Question

How do you verify $ {\sec ^2}\left( {\dfrac{\pi }{2} - x} \right) - 1 = {\cot ^2}x? $

Answer 1

Hint: We shall solve the above question with the help of one of the three Pythagorean trigonometric identities: $ {\tan ^2}\theta + 1 = {\sec ^2}\theta $ .
Pythagorean identities:
\[
  {\sin ^2}\theta + {\cos ^2}\theta = 1 \\
  1 + {\tan ^2}\theta = {\sec ^2}\theta \\
  1 + {\cot ^2}\theta = {\csc ^2}\theta \;
 \]

Complete step by step solution:
The given question is to verify $ {\sec ^2}\left( {\dfrac{\pi }{2} - x} \right) - 1 = {\cot ^2}x $ .
To prove this, let us first prove the Pythagorean trigonometric identity $ {\tan ^2}\theta + 1 = {\sec ^2}\theta $ .
Consider the below diagram where the point $ (x,y) $ defines an angle $ \theta $ at the origin and $ r $ is the distance from the origin to the point $ (x,y) $ .

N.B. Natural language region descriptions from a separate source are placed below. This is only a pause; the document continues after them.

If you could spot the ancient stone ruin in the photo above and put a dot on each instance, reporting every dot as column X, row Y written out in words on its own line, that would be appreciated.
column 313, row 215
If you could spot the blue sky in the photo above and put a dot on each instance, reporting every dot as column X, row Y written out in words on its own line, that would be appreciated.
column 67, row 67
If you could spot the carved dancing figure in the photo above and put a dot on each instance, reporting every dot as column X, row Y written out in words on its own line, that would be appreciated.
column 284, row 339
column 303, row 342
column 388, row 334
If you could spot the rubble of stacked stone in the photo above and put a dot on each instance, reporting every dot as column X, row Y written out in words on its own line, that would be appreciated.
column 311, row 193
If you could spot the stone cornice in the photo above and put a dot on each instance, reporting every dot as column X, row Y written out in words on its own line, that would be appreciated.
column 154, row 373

From the above diagram, we can make use of Pythagoras’ theorem to obtain
 $ {y^2} + {x^2} = {r^2} $
Divide throughout by $ {r^2} $ ,
 $ \Rightarrow \dfrac{{{y^2}}}{{{r^2}}} + \dfrac{{{x^2}}}{{{r^2}}} = 1 $
We know that from the diagram,
 $ \dfrac{{{y^2}}}{{{r^2}}} = {\sin ^2}\theta $ and $ \dfrac{{{x^2}}}{{{r^2}}} = {\cos ^2}\theta $
Hence, the expression becomes,
 $ {\sin ^2}\theta + {\cos ^2}\theta = 1 $ , this is an important identity.
Now, let us divide throughout by $ {\cos ^2}\theta $
\[ \Rightarrow \dfrac{{{{\sin }^2}\theta }}{{{{\cos }^2}\theta }} + \dfrac{{{{\cos }^2}\theta }}{{{{\cos }^2}\theta }} = \dfrac{1}{{{{\cos }^2}\theta }}\]
On further simplification we get,
 $ {\tan ^2}\theta + 1 = {\sec ^2}\theta $
Let us replace $ \theta $ by $ \dfrac{\pi }{2} - x $
 $ \Rightarrow {\tan ^2}\left( {\dfrac{\pi }{2} - x} \right) + 1 = {\sec ^2}\left( {\dfrac{\pi }{2} - x} \right) $
Subtracting $ 1 $ from both the sides
 $ \Rightarrow {\tan ^2}\left( {\dfrac{\pi }{2} - x} \right) = {\sec ^2}\left( {\dfrac{\pi }{2} - x} \right) - 1 $
We know that $ \tan \left( {\dfrac{\pi }{2} - \theta } \right) = \cot \theta $
Hence, $ {\sec ^2}\left( {\dfrac{\pi }{2} - x} \right) - 1 = {\cot ^2}x $

Note: Trigonometric identities used in the above solutions are Reciprocal identities, Pythagorean identities and Quotient identities. These identities are given below:
Reciprocal identities:
 $
  \sin \theta = \dfrac{1}{{\csc \theta }} \\
  \cos \theta = \dfrac{1}{{\sec \theta }} \\
  \tan \theta = \dfrac{1}{{\cot \theta }} \;
 $
Pythagorean identities:
\[
  {\sin ^2}\theta + {\cos ^2}\theta = 1 \\
  1 + {\tan ^2}\theta = {\sec ^2}\theta \\
  1 + {\cot ^2}\theta = {\csc ^2}\theta \;
 \]
Quotient identities:
 $
  \dfrac{{\sin \theta }}{{\cos \theta }} = \tan \theta \\
  \dfrac{{\cos \theta }}{{\sin \theta }} = \cot \theta \;
 $
There are two more identities other than these. They are Cofunction identities and Even Odd identities.
 $ \bullet $ Learn these formulas that are given above well, so that it will be easier to recognize what procedure and steps are followed in solving such questions.
 $ \bullet $ First, simplify the most complex side so that it has the same form as the simplest side.
That is, first start simplifying on one side and make it look like the other side.
 $ \bullet $ If the given question contains a squared term, then we make use of one of the Pythagorean identities which was mentioned earlier.